South Bay Regional “Fiber Ring” Network Announced

By David Mendez
July 27, 2019 as seen in The Easy Reader

The South Bay may be the next Southern California community to future-proof its infrastructures with a regional fiber-optic cable network that will bolster city-run facilities and programs. However, leaders believe that boosting the infrastructure will also benefit residents and businesses that need top-shelf Internet speeds.

On July 11, the South Bay Cities Council of Governments announced it had contracted with American Dark Fiber to provide a gigabit, scalable broadband network for its 16 member cities and unincorporated communities.

The South Bay Fiber Network, or “Fiber Ring” will have two immediate impacts, said SBCCOG Chairman and Redondo Beach City Councilman Christian Horvath.

“First, it will create savings for each of the cities. That’s always good, anytime cities can save money by working together and cutting down costs,” Horvath said. SBCCOG’s agreement with American Dark Fiber stipulates that cities will have access to one-gigabit upload and download speeds for $1,000 per month.

According to a report commissioned by SBCCOG, a survey of 10 South Bay cities indicates that municipalities are paying an average of $3,627 per month for internet speeds well under one gigabit. Redondo Beach, the survey shows, is paying $6,300 per month for 100 megabits of service.

Better internet connections at municipal sites can benefit libraries, city services, and municipal transit services, Horvath said.

The second reason, he said, is that the cities will not be on the hook for infrastructure costs. Instead, initial costs will be paid for using $4.4 million in Measure M sales tax revenues, approved by voters in 2016.

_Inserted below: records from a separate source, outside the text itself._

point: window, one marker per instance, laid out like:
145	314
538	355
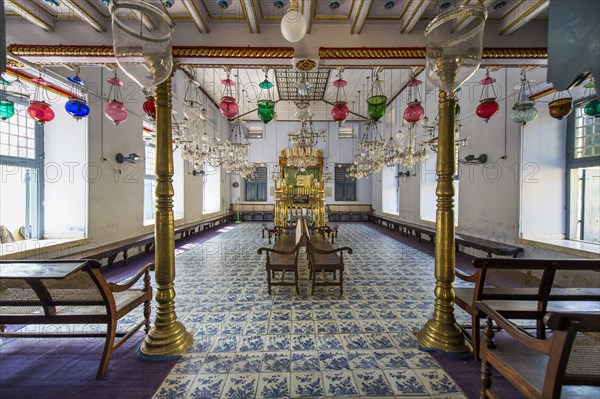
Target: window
149	181
256	188
212	189
345	186
21	162
583	176
389	190
345	132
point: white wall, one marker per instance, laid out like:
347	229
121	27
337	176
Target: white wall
335	150
65	175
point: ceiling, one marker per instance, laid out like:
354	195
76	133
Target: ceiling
254	24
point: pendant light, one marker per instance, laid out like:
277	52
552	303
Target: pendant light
488	106
340	110
149	106
228	107
266	105
114	110
524	109
40	109
592	108
77	107
7	107
414	112
143	45
377	101
559	107
293	23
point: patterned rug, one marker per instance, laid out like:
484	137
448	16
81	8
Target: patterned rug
249	344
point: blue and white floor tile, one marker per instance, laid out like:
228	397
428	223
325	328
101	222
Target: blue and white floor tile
249	344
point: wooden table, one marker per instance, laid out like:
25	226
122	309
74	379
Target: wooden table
57	270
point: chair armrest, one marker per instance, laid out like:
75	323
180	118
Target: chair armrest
520	335
330	251
278	251
114	287
470	278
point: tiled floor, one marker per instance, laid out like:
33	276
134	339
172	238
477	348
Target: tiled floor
250	344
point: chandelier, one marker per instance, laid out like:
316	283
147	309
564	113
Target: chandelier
236	150
371	155
302	152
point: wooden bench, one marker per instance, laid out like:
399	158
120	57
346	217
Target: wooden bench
70	292
283	257
531	301
323	257
566	365
352	212
253	212
111	251
461	240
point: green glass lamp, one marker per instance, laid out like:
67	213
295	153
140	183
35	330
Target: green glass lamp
377	102
7	107
266	106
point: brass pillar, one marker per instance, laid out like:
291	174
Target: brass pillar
441	332
168	337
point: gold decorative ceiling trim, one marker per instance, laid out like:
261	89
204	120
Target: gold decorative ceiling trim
178	51
419	53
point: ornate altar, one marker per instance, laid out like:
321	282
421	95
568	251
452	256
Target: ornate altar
299	191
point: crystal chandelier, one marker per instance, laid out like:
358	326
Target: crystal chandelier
302	152
371	155
236	150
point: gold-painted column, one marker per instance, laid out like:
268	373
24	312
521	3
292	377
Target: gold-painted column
441	332
168	337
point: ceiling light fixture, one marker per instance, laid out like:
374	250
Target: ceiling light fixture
144	54
293	23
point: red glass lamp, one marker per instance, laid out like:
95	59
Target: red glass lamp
228	106
39	109
414	112
149	107
340	109
488	106
115	110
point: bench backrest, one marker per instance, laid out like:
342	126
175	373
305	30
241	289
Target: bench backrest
546	269
85	287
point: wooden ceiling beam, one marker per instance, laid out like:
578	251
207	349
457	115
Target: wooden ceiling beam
413	14
197	15
87	13
521	15
359	16
32	13
251	15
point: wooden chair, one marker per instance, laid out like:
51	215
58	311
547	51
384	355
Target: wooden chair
565	365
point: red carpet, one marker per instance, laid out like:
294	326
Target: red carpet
66	368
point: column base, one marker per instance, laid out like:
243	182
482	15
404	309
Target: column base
167	343
443	338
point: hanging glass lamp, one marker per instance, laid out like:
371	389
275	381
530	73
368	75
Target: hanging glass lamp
488	106
77	107
7	107
524	109
266	105
592	108
149	107
560	107
377	102
340	109
115	110
228	107
143	50
39	109
414	112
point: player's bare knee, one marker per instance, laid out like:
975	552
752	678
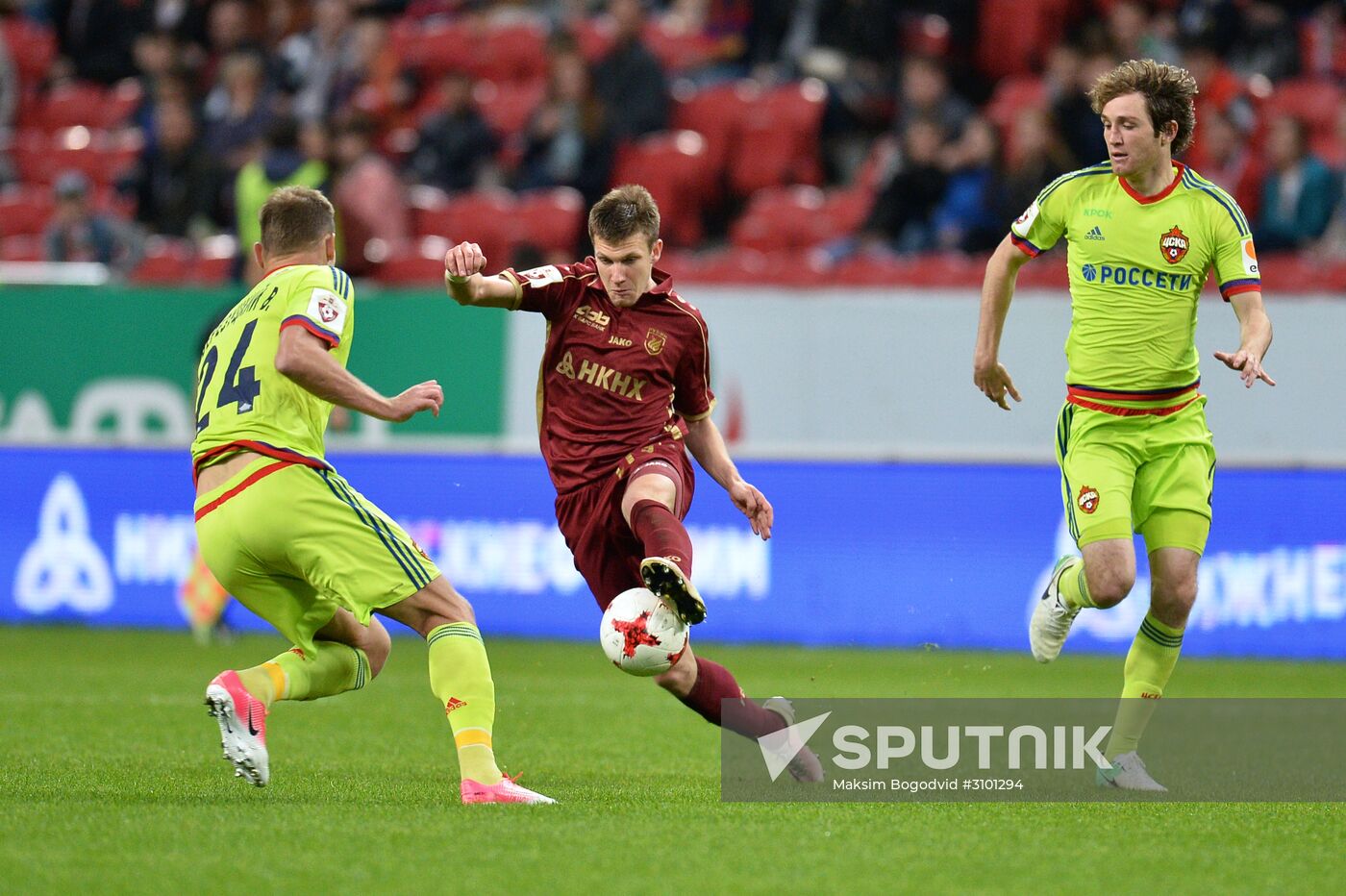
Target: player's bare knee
1108	585
377	646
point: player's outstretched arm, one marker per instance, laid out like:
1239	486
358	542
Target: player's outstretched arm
303	358
466	283
1255	339
707	445
988	374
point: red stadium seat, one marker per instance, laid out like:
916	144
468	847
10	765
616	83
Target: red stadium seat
420	263
679	50
31	46
783	218
551	219
485	217
167	261
1311	101
508	105
511	53
715	113
672	165
22	249
778	141
24	211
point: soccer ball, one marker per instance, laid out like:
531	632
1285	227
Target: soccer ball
639	634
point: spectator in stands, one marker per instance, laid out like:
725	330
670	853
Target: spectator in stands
366	191
1268	44
629	80
96	37
241	113
282	164
1080	125
1299	192
568	140
1221	90
902	217
178	185
320	61
969	212
1225	157
455	147
78	233
925	93
1035	157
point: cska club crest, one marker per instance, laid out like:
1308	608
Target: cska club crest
326	310
1087	499
1174	245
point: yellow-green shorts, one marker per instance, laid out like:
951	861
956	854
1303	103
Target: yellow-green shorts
1147	474
293	542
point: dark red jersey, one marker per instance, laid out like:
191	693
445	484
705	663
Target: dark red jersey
612	380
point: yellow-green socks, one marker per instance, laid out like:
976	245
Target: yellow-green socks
1148	667
333	669
1074	588
461	677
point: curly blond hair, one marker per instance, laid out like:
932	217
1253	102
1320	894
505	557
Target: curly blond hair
1168	91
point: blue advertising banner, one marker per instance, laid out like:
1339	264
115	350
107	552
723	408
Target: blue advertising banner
865	555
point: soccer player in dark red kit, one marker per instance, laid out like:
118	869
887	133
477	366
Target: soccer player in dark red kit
623	393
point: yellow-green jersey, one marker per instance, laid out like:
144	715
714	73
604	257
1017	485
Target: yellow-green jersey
242	401
1137	265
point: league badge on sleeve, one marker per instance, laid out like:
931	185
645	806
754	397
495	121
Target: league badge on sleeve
327	309
1251	259
1174	245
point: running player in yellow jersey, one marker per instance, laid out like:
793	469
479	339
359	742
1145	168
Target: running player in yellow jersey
287	535
1134	452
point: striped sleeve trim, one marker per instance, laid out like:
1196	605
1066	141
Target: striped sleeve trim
1027	248
1235	286
1195	182
300	320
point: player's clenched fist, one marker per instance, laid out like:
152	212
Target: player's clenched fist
464	260
426	396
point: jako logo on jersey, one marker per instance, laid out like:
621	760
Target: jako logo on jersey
602	377
1174	245
1119	276
1087	499
592	317
1249	259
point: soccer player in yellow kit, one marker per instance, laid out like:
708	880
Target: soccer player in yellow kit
287	535
1134	452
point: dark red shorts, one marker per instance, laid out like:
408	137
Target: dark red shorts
605	549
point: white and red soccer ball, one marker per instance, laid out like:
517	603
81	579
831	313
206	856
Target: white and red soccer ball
641	635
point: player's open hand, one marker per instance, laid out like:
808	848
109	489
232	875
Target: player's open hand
1248	366
995	384
424	396
754	506
464	260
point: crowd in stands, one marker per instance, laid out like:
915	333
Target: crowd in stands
855	138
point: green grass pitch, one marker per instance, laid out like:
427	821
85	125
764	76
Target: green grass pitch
112	782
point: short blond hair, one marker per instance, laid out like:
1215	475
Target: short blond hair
295	218
622	212
1168	91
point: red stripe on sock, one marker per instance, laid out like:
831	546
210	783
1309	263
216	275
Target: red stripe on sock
661	533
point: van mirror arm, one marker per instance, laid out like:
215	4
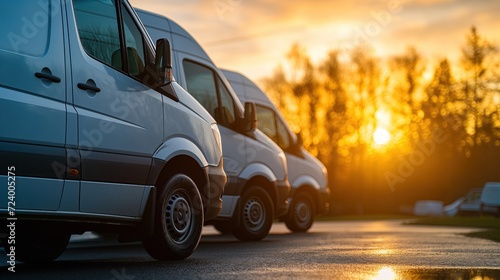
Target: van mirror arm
163	62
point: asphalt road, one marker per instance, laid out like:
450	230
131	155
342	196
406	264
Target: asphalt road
331	250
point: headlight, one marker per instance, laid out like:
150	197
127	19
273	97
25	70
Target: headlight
215	130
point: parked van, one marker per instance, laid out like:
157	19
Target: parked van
97	136
307	175
258	187
490	198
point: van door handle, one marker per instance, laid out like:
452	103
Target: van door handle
88	87
49	77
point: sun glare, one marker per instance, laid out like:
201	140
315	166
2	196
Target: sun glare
386	273
381	136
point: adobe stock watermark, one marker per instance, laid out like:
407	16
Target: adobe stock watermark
408	164
223	7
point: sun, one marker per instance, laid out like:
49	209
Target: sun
381	136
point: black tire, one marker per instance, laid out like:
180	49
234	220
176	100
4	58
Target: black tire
35	245
178	220
301	213
257	214
223	227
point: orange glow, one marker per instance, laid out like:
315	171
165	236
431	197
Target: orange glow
381	136
386	273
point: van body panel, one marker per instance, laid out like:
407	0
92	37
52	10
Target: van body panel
304	170
95	198
32	107
246	154
82	133
34	193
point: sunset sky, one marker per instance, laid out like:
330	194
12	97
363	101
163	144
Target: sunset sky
253	36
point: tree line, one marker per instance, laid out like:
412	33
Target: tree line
443	120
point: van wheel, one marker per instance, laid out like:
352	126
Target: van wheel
178	220
301	214
256	214
38	246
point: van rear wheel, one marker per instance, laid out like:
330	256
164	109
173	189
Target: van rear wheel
301	214
256	215
178	220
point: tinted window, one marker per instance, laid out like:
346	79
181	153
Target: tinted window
201	85
98	30
266	122
283	136
226	117
25	27
135	46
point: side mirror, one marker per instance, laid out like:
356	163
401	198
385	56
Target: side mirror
300	141
163	62
250	117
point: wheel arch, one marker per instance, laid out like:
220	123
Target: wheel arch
268	186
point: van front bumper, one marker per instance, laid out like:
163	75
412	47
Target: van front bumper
217	180
323	202
282	191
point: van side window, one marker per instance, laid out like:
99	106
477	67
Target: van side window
266	122
226	117
214	96
135	46
283	135
98	30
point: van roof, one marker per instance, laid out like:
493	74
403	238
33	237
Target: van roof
150	20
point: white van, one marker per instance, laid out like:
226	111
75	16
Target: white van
307	175
96	135
257	189
490	198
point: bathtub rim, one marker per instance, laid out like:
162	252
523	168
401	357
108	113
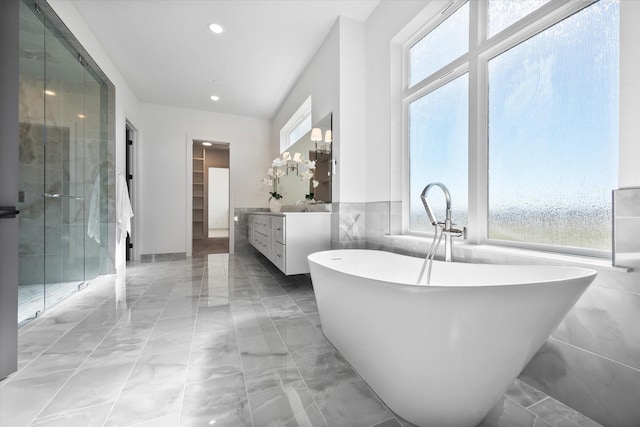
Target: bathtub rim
581	272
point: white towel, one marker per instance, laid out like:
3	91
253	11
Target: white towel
124	213
93	222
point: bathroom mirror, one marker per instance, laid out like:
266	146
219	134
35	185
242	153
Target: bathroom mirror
314	145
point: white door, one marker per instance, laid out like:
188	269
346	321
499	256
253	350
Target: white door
218	199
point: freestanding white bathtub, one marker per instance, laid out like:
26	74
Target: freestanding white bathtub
441	354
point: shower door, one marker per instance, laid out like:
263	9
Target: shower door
64	166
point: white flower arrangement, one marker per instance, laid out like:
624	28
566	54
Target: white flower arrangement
279	167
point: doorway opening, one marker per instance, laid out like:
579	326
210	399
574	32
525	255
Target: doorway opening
130	169
210	193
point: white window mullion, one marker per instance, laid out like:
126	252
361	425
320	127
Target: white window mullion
477	219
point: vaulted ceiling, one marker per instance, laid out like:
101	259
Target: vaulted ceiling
168	55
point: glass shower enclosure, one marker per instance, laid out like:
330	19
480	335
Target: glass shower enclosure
66	164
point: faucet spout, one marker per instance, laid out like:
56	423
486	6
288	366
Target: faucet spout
427	207
445	227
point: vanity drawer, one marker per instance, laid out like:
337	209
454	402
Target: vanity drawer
278	229
279	256
260	224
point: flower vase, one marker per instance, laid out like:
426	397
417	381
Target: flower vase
275	205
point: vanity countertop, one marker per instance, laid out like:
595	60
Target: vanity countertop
290	213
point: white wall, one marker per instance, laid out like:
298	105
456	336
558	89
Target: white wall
388	26
629	160
352	153
162	186
320	80
126	102
335	79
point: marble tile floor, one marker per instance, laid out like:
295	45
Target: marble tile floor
32	298
223	340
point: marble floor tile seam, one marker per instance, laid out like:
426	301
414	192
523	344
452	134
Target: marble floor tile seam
141	352
303	380
592	353
527	408
61	307
556	403
45	349
75	371
242	365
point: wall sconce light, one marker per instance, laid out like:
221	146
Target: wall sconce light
328	137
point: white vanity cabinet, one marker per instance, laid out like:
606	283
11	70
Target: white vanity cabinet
287	238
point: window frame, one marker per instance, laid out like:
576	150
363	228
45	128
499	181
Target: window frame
475	62
302	113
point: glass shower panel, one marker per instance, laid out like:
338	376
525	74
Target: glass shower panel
63	169
67	163
31	159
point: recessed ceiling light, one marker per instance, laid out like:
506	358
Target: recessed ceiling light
216	29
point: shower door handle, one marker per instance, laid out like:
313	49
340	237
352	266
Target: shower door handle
61	196
8	212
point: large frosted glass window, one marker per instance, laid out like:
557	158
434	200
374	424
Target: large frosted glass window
443	44
438	135
553	138
534	118
503	13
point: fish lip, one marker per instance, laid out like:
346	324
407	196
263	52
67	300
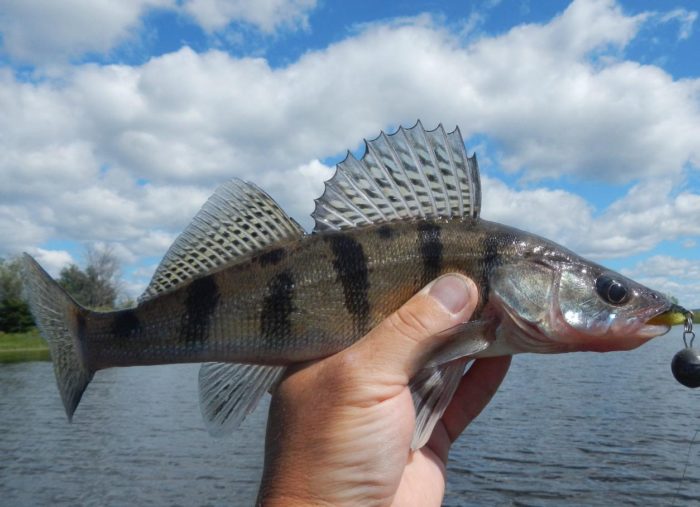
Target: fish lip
653	330
670	315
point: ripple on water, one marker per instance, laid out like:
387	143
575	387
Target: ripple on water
576	429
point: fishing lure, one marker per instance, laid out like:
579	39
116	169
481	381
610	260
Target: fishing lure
686	363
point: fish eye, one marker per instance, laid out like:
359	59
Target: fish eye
611	290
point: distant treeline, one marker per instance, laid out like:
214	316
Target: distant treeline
96	287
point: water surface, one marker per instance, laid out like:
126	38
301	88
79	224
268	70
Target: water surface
574	429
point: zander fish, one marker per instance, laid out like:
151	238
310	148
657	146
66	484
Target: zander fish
246	287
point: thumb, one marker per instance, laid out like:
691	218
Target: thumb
400	345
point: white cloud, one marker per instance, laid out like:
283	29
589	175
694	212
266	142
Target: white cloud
647	215
267	15
677	277
686	20
127	154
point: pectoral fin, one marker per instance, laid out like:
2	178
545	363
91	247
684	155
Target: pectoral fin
465	340
432	390
229	392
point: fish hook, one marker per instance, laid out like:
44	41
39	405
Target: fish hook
688	333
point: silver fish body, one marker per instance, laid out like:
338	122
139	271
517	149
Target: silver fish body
245	285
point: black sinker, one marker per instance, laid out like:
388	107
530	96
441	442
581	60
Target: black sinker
686	367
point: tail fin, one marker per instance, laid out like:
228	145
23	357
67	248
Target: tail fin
60	320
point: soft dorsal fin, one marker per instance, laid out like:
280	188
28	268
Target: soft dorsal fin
236	221
412	173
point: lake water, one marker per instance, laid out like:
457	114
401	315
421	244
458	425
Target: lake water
575	429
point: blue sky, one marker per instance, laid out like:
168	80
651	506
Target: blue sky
120	118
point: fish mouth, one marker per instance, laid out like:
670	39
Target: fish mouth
661	323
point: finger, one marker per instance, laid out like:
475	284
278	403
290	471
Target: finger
400	345
475	390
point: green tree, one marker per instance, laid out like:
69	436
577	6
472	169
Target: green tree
98	285
15	316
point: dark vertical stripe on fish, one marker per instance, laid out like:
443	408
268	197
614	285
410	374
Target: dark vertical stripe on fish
431	250
200	303
491	259
125	323
271	258
350	266
278	305
385	231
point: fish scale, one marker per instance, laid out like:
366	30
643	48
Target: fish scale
245	290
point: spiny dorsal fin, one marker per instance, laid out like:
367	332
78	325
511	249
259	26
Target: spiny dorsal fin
412	173
236	221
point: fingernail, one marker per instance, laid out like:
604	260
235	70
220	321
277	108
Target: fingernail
451	292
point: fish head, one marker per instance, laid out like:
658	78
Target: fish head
563	303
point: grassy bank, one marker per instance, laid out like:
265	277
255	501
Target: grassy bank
17	347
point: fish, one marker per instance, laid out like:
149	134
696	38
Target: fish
247	292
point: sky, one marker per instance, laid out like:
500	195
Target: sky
119	119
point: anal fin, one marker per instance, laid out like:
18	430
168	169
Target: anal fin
228	392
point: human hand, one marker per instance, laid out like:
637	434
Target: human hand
340	429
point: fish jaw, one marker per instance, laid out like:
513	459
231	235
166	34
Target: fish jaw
626	334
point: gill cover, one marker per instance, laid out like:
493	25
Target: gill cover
525	289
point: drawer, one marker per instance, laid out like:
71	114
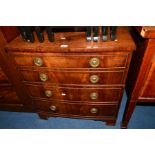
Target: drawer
3	77
76	109
56	60
110	95
74	77
7	93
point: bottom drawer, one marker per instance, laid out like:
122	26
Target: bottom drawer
76	109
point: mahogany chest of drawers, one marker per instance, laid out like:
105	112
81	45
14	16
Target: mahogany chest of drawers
71	77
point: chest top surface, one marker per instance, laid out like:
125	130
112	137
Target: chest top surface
74	42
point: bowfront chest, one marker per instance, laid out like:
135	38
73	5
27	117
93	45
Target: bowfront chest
71	77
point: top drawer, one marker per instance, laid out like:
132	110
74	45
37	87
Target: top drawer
62	60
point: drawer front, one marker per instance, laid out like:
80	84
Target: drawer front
3	77
72	61
8	93
72	77
110	95
76	109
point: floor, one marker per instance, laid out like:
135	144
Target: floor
142	118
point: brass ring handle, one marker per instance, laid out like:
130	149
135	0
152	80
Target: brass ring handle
38	62
43	77
94	78
94	96
53	108
93	110
48	93
94	62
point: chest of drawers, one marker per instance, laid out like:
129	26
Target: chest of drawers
74	78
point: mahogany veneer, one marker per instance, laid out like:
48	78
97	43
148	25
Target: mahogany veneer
64	81
140	82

Getting approval from the County to tap into those funds was a hard sell, according to SBCCOG Executive Director Jacki Bacharach, until Inglewood Mayor James Butts helped to win LA Metro’s attention. Metro acquiesced, then set up a condition of approval: The South Bay could get the money, but needed to connect to LA County’s real-time traffic information system.

“They may have been thinking we’d be upset, but we’re thrilled with that,” Bacharach said. Networking with the regional traffic system at real-time speeds will allow for “true signal synchronization beyond each jurisdiction,” Horvath said, hopefully bringing “positive changes” to surface streets throughout the South Bay, and prepping the cities for automated vehicles and other high-tech transportation solutions.

“But no one talks about the trip not taken,” Bacharach said, alluding to increasing trends in telecommuting and working from home. SBCCOG leadership believes that the fiber infrastructure, once in place, can then be leveraged to benefit businesses and residents.

“If we run conduit as a part of traffic projects, then we’ll have a backbone of a network that we can tap into for major commercial corridors and residential streets,” Horvath said, before extending the tendrils of the network further into neighborhoods during street resurfacing programs.

Once those are in place, cities — including Redondo — will have plenty of options in leveraging that network infrastructure, including in possible public-private partnerships with internet providers.

“ I would hope we’d be able to offer it for cheaper prices than what the current commercial system is offering,” Horvath said.

Creating that backbone would put cities in league with the neighboring Silicon Beach, and hopefully stem the outflow of companies leaving South Bay cities for other areas with better networking infrastructure.

Running conduit in that manner, without grant funding from sources such as Measure M, will be expensive, and must necessarily be part of municipal capital improvement project plans dating out years into the future.

“But it’s gotta be a moonshot. If we don’t make it a priority, it’ll never get done,” Horvath said. “We have to hold ourselves accountable to saying we’re going to do it, figure out how to do it and how to pay for it.”